# [SOLVED] Kernel option CONFIG_NETFILTER_TPROXY removed?

## Ridrok

Hello,

I use a Gentoo x86 router, I was with kernel 3.12.20 and squid 3.3.13 and updated.

I am now with kernel 3.14.16 and had to unmask squid 3.4.7 in order to have ipv4 fall-back when ipv6 does not reply.

My problem is that squid ask for kernel option CONFIG_NETFILTER_TPROXY and I can't find it in .config file of the kernel.

Spent lot of time googleling without any clue, all posts I found had the option CONFIG_NETFILTER_TPROXY either commented either set, but it's missing in 3.14.16 kernel.

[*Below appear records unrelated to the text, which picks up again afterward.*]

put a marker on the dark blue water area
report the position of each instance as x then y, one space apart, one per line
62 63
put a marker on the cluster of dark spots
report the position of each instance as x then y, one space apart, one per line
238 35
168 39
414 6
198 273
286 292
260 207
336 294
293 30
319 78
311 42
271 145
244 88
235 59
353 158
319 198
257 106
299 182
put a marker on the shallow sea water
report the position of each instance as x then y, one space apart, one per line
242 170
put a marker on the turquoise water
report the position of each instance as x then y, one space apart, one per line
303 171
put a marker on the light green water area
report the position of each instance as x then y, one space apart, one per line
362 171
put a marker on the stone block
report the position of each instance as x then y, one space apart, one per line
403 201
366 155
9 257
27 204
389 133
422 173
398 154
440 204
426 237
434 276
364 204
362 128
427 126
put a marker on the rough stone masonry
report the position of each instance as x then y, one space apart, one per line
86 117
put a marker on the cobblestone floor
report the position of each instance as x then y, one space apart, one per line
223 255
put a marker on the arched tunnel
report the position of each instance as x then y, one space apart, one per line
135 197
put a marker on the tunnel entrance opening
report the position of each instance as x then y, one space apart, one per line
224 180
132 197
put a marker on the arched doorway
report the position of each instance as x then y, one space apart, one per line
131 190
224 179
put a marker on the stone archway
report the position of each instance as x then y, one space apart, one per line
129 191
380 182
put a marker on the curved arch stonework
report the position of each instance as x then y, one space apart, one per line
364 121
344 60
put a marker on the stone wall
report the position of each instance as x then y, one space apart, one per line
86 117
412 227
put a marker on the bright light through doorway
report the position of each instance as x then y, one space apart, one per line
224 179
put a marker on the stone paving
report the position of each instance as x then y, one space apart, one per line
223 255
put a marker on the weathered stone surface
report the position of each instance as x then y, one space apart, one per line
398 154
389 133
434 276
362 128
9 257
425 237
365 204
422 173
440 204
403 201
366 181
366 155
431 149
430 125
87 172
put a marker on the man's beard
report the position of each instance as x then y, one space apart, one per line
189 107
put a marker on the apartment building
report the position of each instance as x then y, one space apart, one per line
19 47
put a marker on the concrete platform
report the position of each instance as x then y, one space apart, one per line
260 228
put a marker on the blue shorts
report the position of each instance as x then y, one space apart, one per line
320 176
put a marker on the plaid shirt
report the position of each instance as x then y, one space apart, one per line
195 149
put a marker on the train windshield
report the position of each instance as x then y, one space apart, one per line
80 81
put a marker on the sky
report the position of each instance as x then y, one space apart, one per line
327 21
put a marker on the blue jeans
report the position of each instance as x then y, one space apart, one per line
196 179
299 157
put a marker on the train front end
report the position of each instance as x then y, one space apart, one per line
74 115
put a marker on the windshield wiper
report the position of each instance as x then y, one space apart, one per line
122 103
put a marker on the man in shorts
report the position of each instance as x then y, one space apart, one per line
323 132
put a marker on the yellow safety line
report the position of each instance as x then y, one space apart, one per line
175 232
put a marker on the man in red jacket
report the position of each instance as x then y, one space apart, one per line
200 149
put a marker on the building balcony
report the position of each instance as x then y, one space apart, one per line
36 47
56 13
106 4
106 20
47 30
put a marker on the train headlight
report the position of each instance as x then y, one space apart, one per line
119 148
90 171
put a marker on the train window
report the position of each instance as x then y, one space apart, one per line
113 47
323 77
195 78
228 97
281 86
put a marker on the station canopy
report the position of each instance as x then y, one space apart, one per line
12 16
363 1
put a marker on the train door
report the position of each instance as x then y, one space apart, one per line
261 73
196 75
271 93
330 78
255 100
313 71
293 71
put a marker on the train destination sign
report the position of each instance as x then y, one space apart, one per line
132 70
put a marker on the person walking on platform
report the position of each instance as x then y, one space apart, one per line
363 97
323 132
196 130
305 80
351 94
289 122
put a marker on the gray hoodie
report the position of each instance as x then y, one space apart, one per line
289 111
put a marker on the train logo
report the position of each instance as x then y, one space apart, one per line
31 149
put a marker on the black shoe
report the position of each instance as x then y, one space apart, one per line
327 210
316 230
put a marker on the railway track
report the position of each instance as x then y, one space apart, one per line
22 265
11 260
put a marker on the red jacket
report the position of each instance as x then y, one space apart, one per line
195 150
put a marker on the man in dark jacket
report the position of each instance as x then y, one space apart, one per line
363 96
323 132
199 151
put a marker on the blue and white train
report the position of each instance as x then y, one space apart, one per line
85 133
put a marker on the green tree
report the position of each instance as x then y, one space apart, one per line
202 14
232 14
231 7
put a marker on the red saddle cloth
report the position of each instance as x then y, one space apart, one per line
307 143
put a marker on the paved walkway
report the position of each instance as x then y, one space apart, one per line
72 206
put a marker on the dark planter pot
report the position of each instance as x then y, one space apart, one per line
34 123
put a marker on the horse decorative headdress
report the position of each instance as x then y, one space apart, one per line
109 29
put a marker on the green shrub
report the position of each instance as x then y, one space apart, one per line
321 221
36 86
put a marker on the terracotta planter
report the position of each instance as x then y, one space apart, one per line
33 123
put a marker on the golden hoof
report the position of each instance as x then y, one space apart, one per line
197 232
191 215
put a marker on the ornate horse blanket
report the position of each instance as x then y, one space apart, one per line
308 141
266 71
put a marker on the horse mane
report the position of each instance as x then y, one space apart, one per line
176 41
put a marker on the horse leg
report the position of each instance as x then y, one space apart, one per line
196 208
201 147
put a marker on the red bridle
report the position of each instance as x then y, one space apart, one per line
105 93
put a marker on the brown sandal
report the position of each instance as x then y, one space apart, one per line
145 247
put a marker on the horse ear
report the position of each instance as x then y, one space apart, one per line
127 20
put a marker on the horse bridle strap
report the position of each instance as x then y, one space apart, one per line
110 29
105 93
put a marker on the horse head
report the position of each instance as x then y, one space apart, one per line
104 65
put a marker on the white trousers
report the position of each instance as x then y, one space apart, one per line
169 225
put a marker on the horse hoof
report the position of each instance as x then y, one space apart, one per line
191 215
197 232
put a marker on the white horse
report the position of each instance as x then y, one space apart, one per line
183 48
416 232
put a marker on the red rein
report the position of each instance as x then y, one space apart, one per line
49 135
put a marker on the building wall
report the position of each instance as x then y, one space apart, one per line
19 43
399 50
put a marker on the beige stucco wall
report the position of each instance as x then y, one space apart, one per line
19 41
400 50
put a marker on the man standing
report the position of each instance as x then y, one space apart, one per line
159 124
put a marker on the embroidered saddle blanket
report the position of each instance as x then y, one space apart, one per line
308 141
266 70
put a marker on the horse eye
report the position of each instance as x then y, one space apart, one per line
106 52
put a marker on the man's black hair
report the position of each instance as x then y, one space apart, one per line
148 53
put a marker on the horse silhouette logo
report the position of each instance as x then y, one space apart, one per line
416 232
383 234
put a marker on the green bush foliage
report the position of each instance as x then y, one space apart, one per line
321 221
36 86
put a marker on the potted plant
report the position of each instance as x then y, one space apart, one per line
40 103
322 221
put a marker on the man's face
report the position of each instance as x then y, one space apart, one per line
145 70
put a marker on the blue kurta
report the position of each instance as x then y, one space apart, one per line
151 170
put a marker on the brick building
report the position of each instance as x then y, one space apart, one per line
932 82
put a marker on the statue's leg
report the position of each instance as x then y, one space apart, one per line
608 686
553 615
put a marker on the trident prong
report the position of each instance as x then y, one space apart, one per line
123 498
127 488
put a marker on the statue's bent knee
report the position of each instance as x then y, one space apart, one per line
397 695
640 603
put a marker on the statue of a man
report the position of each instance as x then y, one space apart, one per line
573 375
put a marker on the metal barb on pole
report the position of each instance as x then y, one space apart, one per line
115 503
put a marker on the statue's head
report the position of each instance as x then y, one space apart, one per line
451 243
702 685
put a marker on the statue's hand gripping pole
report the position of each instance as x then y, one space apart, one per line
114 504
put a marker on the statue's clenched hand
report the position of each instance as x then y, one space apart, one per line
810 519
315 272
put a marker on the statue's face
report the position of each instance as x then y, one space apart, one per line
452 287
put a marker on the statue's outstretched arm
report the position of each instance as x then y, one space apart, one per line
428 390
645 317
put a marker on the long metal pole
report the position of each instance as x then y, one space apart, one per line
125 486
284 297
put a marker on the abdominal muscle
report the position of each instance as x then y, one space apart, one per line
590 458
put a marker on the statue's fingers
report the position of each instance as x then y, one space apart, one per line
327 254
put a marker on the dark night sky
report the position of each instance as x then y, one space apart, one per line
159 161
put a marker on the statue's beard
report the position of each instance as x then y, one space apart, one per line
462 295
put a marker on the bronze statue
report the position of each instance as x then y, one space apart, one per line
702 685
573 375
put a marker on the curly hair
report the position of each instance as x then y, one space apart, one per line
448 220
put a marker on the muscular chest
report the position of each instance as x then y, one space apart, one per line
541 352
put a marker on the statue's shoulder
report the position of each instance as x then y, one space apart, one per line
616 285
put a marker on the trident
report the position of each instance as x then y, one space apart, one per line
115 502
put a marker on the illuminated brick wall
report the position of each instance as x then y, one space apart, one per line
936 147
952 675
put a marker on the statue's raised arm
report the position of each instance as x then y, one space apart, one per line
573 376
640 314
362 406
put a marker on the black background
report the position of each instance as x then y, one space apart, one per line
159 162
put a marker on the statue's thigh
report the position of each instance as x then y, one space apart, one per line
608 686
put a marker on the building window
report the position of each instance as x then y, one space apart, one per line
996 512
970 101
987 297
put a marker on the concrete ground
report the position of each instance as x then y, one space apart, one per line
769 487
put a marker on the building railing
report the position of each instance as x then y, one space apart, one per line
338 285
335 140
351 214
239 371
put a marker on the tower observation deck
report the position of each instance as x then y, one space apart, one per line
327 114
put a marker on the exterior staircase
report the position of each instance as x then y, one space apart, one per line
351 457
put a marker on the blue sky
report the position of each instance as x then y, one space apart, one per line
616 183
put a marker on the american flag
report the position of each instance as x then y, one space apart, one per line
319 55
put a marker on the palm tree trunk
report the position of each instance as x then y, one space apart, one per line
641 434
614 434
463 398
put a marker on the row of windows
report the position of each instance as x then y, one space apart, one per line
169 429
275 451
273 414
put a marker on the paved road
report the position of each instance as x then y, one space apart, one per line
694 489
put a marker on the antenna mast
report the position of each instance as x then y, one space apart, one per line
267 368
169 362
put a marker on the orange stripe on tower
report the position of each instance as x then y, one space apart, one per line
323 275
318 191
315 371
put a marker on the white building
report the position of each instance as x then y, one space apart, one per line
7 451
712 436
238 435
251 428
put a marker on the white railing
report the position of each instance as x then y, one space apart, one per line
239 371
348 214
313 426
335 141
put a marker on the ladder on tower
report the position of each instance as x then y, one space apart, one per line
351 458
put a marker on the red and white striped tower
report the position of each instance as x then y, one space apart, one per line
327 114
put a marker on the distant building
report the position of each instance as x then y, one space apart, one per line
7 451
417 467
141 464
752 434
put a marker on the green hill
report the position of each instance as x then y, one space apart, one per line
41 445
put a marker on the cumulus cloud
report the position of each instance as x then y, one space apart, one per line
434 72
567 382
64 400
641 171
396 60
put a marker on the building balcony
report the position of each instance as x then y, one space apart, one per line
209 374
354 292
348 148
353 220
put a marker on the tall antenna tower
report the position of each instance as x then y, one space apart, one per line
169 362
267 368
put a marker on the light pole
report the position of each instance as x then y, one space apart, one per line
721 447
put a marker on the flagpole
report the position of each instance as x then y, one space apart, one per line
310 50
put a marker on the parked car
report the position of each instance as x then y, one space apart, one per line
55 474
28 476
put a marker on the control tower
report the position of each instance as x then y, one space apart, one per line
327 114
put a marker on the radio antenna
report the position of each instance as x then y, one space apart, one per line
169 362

If I add it manually it's removed by make.

I really need help, thank you.

Regards,

RidrokLast edited by Ridrok on Sun Aug 31, 2014 8:27 pm; edited 1 time in total

----------

## Hu

Never edit a .config file by hand.  Some options depend on others, but hand editing does not handle dependencies.

Option NETFILTER_TPROXY was removed in netfilter: tproxy: remove nf_tproxy_core, keep tw sk assigned to skb (v3.11-rc1-221-gfd158d7).

Squid may ask for this feature, but do you actually use it?  If not, just ignore the request.

----------

## Ridrok

Yes, I use it for transparent proxy.

I have socket match, TPROXY target and policy routing all set already. Will test if squid works.

edit: 1st test show Squid works fine and TPROXY works. So squid warning can be ignored.

Thank you.

Ridrok

----------